Le Santo Daime (religion syncrétique brésilienne utilisant l’Ayahuasca au cours de pratiques d’invocations christiques) a séduit plusieurs peuples indigènes de l’Acre, Brésil : des Huni Kui ont intégré des églises daimistes, une pratique daimiste a intégré le festival de culture traditionnel yawanawa et une église produit son sacrement sur leurs terres. Ce dernier fait a récemment abouti à ce que les daimistes utilisent pour leur production les derniers pieds d’une espèce de liane servant à un type de préparation médicinale très spécial dans la tradition yawanawa. Ce cas de biopiraterie toléré par un administrateur indigène corrompu a attristé les chamanes les plus avancés qui voyaient en l’espèce médicinale en question une possibilité d’accès exceptionnel à une partie du patrimoine spirituel ancestral du peuple ; les chamanes ont de plus déclaré que les personnes qui utiliseraient la plante sans en respecter les pratiques accompagnant originellement son ingestion (diètes, chants) provoqueraient une déperdition de son pouvoir thérapeutique de manière inconditionnelle, c’est-à-dire même si les chamanes en retrouvaient l’accès à terme.
Le développement de ces tendances risquées pour la préservation des traditions indigènes a comme avantage de pointer le processus inéluctable de globalisation planétaire, lequel rend la notion de frontière tangible, posant ainsi la question de la place des médecines indigènes dans la légalisation internationale : s’il est si facile d’avoir accès aux plantes médicinales qui fondent la tradition identitaire de certains peuples qu’on ne peut renier, est-il sensé d’en interdire la consommation sur certains territoires dont les frontières sont si perméables ? Ne devons-nous pas, au contraire, chercher ensemble comment en sécuriser et accompagner l’accès, dans le respect des pratiques des peuples qui en sont les premiers gardiens ?
Le triple défi de la préservation, du rayonnement et de l’interaction avec d’autres traditions des pratiques médicinales d’Amazonie n’a pas fini d’intéresser Yogash. Les limites au travail expérimental mené au travers des missions Miroir Amazone sont néanmoins nombreuses pour en imaginer la continuité :
1. Coût des missions élevées pour les participants
2. Menaces du secteur touristique accusant Yogash d’exercer la profession de voyagiste
3. Incompatibilité légale pour l’intégration d’expériences thérapeutiques avec des plantes d’Amazonie non reconnues en France
Pour continuer leur mission, Yogash et ses membres devront insister sur les points suivants :
> Chercher des organismes partenaires pour l’organisation des expéditions (par intérêt financier et légal)

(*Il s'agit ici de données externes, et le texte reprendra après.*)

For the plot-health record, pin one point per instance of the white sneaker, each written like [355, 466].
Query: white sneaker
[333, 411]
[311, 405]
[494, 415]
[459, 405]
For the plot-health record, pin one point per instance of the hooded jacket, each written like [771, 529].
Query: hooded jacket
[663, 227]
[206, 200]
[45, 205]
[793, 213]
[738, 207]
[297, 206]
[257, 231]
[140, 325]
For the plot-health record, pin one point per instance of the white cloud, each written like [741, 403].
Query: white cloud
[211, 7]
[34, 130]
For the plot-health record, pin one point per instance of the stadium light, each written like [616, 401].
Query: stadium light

> Engager les membres de l’association dans des projets de recherche, de partage des connaissances et des rapports d’expérience plus élaborés pour encadrer leurs expériences
> Développer un espace d’échange universel spatial et/ou temporel (i.e. un événement) donnant la continuité aux expériences thérapeutiques, artistiques et spirituelles, en dehors des terres indigènes : en Europe ? en alliance avec une église daimiste ayant un statut légal ? en Inde en partenariat avec Auroville ? sur le modèle de l’événement brésilien Nova Terra (www.portalnovaterra.com) ? …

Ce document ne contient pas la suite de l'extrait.